In Poland, the supervisory authority within the meaning of the GDPR is the President of the Office for Personal Data Protection, who replaced GIODO on May 25, 2018.
More information can be found here: https://www.uodo.gov.pl/pl/134/233
“Cookies”
Background
When browsing the websites of the Online Store, “cookies” are used, hereinafter referred to as Cookies, i.e. small text information that is saved on your end device in connection with the use of the Online Store. Their use is aimed at the proper operation of the Online Store websites.
These files allow you to identify the software used by you and customize the Online Store individually to your needs.
Cookies usually contain the name of the domain from which they originate, the time they are stored on the device and the assigned value.
Safety
The cookies we use are safe for your devices. In particular, it is not possible to get to your devices through cookies, viruses or other unwanted software or malicious software.
Types of Cookies
We use two types of cookies:
- Session cookies: they are stored on your device and remain there until the end of the browser session. The saved information is then permanently deleted from your device’s memory. The mechanism of session cookies does not allow you to download any personal data or any confidential information from your device.
- Persistent cookies: they are stored on your device and remain there until you delete them. Ending a browser session or turning off a device doesn’t remove it from your device. The mechanism of persistent cookies does not allow you to download any personal data or any confidential information from your device.
Objectives
We also use third-party cookies for the following purposes:
- configuration of the Online Store.
To learn the rules of using cookies, we recommend that you read the privacy policies of the above-mentioned companies.

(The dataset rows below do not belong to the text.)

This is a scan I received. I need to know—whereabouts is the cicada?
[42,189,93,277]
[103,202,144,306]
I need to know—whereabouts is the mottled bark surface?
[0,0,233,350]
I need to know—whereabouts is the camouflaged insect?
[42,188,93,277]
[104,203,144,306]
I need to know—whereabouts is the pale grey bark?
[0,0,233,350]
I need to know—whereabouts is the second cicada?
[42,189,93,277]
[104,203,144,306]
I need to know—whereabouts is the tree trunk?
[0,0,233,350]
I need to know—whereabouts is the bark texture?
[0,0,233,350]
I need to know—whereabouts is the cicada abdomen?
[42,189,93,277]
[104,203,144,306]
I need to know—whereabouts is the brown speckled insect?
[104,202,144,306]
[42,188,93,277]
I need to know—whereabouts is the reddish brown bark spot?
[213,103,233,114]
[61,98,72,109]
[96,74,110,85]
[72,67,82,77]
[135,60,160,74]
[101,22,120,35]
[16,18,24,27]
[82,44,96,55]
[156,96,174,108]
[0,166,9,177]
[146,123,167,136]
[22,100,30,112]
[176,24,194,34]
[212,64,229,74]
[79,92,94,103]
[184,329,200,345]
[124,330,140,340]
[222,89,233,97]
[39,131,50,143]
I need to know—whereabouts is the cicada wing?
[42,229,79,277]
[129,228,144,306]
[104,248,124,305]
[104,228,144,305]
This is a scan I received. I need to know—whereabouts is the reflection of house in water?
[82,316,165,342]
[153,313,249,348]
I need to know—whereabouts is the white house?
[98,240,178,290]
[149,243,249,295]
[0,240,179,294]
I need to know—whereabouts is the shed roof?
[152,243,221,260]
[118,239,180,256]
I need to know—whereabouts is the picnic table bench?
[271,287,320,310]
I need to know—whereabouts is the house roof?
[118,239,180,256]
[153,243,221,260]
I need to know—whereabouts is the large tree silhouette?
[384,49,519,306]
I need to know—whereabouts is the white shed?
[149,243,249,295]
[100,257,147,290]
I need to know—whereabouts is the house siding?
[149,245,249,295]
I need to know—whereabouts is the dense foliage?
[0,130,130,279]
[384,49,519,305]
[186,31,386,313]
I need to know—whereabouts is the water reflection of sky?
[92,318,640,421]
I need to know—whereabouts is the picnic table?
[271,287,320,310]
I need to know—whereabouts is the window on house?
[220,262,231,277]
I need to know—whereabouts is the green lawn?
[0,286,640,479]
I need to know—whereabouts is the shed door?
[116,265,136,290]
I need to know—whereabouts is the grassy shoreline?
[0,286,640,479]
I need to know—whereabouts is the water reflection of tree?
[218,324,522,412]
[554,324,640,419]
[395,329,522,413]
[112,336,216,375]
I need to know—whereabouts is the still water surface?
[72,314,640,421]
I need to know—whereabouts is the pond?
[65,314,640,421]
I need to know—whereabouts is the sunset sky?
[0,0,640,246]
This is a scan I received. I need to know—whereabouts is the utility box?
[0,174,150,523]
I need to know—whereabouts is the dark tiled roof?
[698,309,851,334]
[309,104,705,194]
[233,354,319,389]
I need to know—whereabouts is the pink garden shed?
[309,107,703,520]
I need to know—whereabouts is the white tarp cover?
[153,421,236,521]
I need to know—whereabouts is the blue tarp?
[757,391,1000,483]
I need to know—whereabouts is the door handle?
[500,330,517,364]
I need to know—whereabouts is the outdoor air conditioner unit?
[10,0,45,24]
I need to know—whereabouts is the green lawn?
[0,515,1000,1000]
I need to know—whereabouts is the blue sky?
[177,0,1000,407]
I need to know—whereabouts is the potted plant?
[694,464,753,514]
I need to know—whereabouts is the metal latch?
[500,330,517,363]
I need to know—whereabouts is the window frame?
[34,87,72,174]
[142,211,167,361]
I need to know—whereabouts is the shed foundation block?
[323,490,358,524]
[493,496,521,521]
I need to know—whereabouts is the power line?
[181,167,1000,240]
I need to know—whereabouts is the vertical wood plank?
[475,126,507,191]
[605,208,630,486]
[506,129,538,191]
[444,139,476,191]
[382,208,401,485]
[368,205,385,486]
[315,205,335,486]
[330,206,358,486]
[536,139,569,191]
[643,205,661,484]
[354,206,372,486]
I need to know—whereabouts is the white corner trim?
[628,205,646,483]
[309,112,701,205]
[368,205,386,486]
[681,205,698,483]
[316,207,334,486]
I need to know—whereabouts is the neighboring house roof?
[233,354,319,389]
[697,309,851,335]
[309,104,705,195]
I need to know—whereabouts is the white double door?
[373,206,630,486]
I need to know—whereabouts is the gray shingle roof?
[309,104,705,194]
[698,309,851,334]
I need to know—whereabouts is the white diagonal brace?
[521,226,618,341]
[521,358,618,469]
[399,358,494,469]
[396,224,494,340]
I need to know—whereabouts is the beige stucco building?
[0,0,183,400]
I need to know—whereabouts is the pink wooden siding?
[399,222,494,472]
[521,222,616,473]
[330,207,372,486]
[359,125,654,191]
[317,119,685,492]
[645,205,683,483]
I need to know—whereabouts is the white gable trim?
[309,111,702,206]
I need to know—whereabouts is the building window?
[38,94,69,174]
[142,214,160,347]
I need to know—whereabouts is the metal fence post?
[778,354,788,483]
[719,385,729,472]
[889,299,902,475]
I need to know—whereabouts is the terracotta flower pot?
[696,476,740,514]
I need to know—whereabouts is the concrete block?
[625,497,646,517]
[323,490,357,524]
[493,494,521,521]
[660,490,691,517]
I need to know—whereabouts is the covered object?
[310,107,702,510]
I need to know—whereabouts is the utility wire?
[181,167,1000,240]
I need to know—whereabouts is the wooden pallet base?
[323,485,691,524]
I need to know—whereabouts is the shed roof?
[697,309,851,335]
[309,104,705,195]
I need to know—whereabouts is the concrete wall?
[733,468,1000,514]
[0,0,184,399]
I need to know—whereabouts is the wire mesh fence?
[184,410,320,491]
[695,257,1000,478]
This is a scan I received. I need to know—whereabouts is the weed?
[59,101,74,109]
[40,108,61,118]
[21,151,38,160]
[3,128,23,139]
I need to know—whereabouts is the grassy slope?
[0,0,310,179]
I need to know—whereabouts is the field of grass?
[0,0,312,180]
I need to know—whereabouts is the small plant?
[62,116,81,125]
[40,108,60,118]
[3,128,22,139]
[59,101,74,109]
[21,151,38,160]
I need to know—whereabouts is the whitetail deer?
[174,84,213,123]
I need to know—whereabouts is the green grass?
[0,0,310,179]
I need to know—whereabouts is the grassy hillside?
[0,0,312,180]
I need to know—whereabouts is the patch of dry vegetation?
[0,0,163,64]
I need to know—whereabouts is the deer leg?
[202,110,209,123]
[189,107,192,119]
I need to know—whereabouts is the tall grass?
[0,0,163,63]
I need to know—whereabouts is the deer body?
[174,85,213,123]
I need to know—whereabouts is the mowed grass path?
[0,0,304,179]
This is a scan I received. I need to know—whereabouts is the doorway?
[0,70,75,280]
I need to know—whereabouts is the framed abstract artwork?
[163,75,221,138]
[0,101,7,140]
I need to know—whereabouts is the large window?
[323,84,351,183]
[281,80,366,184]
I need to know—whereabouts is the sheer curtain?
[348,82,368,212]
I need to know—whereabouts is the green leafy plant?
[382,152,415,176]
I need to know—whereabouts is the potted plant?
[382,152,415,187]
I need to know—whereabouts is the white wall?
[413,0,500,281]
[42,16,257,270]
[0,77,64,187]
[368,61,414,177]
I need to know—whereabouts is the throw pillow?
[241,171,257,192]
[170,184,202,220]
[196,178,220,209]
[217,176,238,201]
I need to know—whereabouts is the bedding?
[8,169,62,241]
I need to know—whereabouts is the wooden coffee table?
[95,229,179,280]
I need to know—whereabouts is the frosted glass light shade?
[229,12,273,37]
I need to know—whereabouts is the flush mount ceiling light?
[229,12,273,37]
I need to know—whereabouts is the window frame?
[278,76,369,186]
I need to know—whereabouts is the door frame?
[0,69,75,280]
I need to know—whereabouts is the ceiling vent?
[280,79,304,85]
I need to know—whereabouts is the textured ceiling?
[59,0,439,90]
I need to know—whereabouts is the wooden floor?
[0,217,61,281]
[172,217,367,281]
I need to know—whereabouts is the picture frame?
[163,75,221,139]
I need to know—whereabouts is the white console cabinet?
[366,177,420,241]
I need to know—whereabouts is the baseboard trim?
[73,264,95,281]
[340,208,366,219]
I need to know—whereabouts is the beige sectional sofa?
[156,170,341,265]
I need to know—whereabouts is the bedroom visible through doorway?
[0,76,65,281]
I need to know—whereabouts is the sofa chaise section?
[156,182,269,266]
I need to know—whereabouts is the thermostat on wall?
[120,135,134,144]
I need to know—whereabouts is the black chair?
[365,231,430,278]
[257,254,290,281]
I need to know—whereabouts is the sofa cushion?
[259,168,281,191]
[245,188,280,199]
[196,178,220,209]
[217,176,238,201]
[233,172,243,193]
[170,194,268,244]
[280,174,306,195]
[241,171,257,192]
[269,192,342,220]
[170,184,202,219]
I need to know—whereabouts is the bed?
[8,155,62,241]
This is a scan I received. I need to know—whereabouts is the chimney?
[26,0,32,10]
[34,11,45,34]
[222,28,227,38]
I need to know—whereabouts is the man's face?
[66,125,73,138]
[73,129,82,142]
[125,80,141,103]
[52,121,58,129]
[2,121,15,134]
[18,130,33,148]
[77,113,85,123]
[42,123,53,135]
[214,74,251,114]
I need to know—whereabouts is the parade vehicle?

Using the settings of your web browser or using the service configuration, you can independently and at any time change the settings for Cookies, specifying the conditions for their storage and access by Cookies to your device. You can change these settings so as to block the automatic handling of cookies in the web browser settings or to inform about them each time they are placed on your device. Detailed information about the possibilities and ways of handling cookies are available in the settings of your software (web browser).